Bixler (1980), discussing the relationship between mathematics and art, explains that mathematics and artists interpret the same physical space with different reactions. While the artist interpreted his reaction, what he saw and understood with the art products, the mathematician’s effort was to try to explain these interpretations in a mathematical language. As mathematical educators, we will present a mathematical commentary simultaneously with the concern for mathematical education in this study. Specifically, we will discuss the mathematics inserted in the crafts and the mathematics inserted in the messages that the crafts communicate to us, while we will often see the patterns we see on the functional and isometric concepts, which are the basic concepts of gabbage and gabbage thinking, and how they place the relationship between these concepts.

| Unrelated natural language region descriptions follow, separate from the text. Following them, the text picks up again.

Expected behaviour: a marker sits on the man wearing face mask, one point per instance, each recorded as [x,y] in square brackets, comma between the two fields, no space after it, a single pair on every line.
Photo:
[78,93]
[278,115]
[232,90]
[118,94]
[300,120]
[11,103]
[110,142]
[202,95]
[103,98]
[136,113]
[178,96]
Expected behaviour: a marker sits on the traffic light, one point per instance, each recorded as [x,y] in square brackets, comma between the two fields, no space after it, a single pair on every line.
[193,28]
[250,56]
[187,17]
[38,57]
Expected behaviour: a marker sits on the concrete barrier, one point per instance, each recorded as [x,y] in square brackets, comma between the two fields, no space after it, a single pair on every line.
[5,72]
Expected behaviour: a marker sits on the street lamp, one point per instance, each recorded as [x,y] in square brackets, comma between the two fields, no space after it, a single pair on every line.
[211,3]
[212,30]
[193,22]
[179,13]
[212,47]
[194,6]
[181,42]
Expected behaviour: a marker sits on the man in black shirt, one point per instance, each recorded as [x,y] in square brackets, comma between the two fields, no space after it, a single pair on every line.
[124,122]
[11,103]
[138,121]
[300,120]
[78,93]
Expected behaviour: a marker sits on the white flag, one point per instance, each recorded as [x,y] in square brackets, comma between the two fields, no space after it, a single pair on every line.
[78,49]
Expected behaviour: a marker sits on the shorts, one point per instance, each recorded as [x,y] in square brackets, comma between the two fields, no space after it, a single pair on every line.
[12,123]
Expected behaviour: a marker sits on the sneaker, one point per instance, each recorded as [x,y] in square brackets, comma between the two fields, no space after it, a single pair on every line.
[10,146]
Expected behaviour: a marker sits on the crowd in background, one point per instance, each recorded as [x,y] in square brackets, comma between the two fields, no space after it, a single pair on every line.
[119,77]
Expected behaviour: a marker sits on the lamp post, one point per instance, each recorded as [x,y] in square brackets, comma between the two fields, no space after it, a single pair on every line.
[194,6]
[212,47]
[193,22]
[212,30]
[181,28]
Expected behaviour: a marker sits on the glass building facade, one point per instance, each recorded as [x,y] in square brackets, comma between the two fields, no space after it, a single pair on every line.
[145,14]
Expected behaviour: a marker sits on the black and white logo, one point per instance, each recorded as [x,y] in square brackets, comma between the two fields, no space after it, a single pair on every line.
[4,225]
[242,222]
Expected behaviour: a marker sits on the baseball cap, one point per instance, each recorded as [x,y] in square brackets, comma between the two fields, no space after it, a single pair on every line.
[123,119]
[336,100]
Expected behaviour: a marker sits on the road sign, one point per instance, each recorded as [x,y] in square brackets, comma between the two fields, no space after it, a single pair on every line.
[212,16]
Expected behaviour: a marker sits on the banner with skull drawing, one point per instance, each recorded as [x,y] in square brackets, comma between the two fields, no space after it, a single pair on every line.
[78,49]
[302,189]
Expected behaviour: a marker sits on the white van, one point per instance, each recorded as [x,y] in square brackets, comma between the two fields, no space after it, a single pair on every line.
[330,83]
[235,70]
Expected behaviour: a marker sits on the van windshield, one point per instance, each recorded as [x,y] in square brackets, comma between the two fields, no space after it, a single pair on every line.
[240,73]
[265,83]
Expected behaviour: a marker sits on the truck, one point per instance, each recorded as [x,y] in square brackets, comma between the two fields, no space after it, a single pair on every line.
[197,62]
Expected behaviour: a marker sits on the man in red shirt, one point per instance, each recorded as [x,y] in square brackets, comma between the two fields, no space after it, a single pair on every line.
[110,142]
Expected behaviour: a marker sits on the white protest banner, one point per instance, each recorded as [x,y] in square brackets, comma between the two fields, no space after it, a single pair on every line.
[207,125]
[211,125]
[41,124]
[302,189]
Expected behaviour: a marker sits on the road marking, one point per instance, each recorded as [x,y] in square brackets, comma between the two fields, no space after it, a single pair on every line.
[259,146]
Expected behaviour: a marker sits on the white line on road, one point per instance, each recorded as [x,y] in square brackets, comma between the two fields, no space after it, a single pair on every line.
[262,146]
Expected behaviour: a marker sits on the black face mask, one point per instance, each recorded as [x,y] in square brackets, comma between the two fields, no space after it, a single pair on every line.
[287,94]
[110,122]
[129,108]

In this context, with examples, we will study the concepts of conversion and isometry, and then, in the title of the isometry species, we will discuss the functions of turning, reflection, turning and curving, which are the functions of conversion geometry. Thus, we will try to find responses in the hands of the isometry and the group of isometry concepts that are trapped between a set of symbols in the book of the gabbage, and if these concepts are in the place of the word, we will try to bring them to the bone of the flesh. Based on the examples taken from real life, this study will contribute to teachers in the teaching context of the concepts of reflection-reversion included in the high school mathematics curriculum and teachers in the geometry and geometry teaching courses at university level.

Anahtar Kelimeler:

Özet:

Bixler (1980), while discussing the relationship between mathematics and art, states that mathematicians and artists interpret the same physical space with different reactions. While the artist, through art products, reconstructs her reaction and what she sees and understands, the mathematician's effort has been to try to explain such interpretations in a mathematical language. As mathematics educators, in this paper, we will deal with mathematics and mathematics education simultaneously. More specifically, we will discuss the mathematics built in handcrafts, examine how the patterns we frequently see in handcrafts include and depict the concepts of functions and isometries which are the basic concepts of algebra and algebraic thinking. Therefore, with real-life examples, we will discuss the concepts of transformation and isometry as special kinds of functions, and then, focus on the functions in transformation geometry such as translation, reflection and rotation. We contend that discussing algebraic concepts using examples coming from real life situations, this study might contribute to the teaching of translation-reflection-rotation in high school mathematics curriculum as well as the teaching of university level geometry and algebra.